An organization of filmmakers, broadcasters, archivists and scholars dedicated to historical inquiry into film, radio, television, and related media. We encourage scholarly research into the relations between history and the media as well as the production of historically informed documentaries, television series, and other media texts.

The People’s War in British Feature and Documentary Film, 1939 – 1950

This thesis explores the role of film in the promotion of national cohesion and community values (or a ‘people’s war’) on the British home front during the Second World War, and in the immediate post-war years.
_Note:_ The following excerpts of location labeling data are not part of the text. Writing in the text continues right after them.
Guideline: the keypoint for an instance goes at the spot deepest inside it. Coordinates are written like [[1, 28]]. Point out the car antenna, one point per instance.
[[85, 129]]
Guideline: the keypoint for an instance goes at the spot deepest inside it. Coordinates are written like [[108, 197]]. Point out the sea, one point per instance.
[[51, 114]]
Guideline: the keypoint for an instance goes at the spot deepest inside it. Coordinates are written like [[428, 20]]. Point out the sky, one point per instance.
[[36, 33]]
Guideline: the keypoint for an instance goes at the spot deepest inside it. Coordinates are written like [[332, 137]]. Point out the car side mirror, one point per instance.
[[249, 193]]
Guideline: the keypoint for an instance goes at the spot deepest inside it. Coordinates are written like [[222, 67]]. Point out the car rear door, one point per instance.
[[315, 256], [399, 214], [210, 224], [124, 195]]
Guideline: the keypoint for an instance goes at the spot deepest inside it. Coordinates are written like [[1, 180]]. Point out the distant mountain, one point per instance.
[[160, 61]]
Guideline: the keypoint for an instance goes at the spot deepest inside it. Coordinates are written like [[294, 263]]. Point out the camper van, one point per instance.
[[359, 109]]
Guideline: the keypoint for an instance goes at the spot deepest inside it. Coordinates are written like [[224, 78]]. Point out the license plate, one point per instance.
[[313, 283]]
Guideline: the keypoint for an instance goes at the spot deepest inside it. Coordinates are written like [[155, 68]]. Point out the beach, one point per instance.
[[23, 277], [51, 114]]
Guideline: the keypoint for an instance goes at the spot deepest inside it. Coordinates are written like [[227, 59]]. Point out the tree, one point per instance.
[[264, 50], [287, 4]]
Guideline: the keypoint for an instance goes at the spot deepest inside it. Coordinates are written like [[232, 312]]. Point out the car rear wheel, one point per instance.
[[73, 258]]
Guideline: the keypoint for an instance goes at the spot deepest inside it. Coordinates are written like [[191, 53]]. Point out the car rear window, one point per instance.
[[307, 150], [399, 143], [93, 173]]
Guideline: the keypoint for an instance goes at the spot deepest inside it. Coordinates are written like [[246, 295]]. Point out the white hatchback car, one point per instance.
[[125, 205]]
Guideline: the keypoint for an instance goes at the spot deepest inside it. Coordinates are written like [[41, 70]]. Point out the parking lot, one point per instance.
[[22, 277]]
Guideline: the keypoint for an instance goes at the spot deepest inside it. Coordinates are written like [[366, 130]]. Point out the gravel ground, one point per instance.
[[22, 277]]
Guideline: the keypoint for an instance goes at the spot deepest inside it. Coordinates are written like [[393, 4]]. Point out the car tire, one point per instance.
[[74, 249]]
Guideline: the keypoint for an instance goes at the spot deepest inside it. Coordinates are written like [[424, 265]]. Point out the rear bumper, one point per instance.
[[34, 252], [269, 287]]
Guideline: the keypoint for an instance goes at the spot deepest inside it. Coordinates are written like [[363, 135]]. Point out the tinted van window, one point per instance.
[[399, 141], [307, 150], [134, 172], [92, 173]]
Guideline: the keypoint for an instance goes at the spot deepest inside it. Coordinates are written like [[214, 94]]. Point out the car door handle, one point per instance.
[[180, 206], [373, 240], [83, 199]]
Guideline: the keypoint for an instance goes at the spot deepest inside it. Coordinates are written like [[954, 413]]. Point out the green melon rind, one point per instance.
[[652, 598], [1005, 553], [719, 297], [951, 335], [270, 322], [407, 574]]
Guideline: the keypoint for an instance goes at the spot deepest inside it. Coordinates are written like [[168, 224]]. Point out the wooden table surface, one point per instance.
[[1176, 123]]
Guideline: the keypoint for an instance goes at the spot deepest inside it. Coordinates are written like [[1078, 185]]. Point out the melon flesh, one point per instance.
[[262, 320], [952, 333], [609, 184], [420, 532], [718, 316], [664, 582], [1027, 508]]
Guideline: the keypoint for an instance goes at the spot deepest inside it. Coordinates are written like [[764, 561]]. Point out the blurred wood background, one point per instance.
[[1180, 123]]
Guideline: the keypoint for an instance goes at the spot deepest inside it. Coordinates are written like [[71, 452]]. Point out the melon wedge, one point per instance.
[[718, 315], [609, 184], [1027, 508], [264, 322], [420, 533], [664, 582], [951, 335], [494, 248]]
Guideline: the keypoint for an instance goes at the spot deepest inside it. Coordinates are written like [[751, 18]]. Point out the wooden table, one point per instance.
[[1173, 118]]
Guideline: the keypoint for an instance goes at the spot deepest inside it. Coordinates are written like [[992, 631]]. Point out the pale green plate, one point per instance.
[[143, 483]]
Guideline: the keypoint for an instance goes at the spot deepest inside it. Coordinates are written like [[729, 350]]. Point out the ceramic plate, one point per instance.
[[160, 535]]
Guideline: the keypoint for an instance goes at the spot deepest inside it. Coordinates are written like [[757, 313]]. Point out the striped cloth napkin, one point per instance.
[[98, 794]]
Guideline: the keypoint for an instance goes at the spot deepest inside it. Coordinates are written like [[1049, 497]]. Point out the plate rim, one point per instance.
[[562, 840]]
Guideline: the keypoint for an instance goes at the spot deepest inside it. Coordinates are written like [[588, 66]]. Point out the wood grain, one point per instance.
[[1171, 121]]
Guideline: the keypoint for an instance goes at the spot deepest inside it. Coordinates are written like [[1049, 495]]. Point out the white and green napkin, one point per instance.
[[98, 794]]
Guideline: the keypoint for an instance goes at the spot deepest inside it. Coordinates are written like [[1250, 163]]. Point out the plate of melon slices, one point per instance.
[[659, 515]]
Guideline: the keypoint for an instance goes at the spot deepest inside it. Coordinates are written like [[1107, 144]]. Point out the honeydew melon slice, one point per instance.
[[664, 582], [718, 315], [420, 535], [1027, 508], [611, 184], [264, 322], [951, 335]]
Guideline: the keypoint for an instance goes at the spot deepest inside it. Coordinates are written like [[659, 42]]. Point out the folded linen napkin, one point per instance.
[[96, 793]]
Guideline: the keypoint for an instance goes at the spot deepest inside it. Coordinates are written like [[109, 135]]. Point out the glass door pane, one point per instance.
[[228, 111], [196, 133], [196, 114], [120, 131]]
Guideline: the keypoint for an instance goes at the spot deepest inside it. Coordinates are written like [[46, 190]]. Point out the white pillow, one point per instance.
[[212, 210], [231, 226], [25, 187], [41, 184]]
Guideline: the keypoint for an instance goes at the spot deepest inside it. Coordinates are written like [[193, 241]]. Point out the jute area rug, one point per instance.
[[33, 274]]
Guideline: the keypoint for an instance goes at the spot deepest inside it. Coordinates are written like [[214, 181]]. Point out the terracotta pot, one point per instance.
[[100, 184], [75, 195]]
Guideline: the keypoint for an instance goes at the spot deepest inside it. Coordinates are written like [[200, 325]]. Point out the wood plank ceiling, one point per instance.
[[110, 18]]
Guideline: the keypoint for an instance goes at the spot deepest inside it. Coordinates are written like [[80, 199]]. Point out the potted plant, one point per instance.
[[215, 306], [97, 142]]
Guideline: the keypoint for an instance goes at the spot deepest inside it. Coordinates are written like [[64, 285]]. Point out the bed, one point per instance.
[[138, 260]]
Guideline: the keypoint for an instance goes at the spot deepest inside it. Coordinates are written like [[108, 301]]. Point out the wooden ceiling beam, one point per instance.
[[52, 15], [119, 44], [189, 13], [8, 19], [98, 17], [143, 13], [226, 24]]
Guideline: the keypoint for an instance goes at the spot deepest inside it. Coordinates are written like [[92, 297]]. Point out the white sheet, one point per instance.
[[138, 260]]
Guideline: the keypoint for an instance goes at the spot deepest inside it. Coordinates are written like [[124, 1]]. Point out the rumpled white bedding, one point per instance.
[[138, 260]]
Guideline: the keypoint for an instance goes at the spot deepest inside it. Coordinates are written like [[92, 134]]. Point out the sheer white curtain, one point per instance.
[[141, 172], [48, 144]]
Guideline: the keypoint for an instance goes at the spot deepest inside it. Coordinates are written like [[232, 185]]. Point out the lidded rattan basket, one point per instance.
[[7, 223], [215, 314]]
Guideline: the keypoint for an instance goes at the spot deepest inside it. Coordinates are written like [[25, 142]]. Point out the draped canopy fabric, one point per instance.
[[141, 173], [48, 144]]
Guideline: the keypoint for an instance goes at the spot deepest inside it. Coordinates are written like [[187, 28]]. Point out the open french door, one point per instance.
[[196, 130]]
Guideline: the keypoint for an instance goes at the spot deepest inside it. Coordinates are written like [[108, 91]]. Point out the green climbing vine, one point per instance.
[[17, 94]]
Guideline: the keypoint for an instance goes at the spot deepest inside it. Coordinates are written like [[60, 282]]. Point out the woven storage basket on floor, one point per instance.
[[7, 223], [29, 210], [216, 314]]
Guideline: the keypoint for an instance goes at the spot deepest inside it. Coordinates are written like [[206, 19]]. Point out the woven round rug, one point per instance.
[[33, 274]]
I am interested in the range and scope of cinematic projections on these themes, the motivations behind them, and what light public reception of these images can shed on attitudes towards these concepts, and on the nature of British wartime society itself. My research probes into the relationships between the Government, Ministry of Information, film producers, the film products and audiences. It examines the formation and development of ‘people’s war’ related ideas in propaganda and filmic discourse, and the roles that these different groups played in these processes. While propaganda is viewed as the principal agent in shaping the relationship between the Executive (Government) and the people (individuals), evidence is used to demonstrate that propaganda dissemination was far from being a top-down process. It is suggested that images of community and nation were most readily accepted by audiences when they tapped into existing preconceptions of reality. Furthermore, through a process akin to osmosis, ‘people’s war’ images came to be used not only in the confines of direct propaganda, but were also adopted by films with a primarily commercial intent. This was a result both of Government and wider media pressure for displays of patriotism within the film industry, and of the coinciding of propaganda, patriotic and commercial interests within the war economy. As such, the influence of propaganda in film extended beyond those films developed purposefully as propaganda vehicles. If this more grey-scale vision of the nature of wartime film propaganda is accepted, it must also be questioned to what extent visions of a ‘people’s war’ were varied and adapted according to the changing context and conditions in which they were employed. As such, these images were not merely a reflection of changing trends in Government policy, but also of the attitudes, beliefs and politics of those responsible for a particular image, the drive towards gentlemanly patriotism and profits, and the way in which members of the audience chose to read and interpret these images. This is not to say that a core ‘people’s war’ message did not exist, simply that the way in which key ideas associated with a ‘people’s war’ were understood could vary.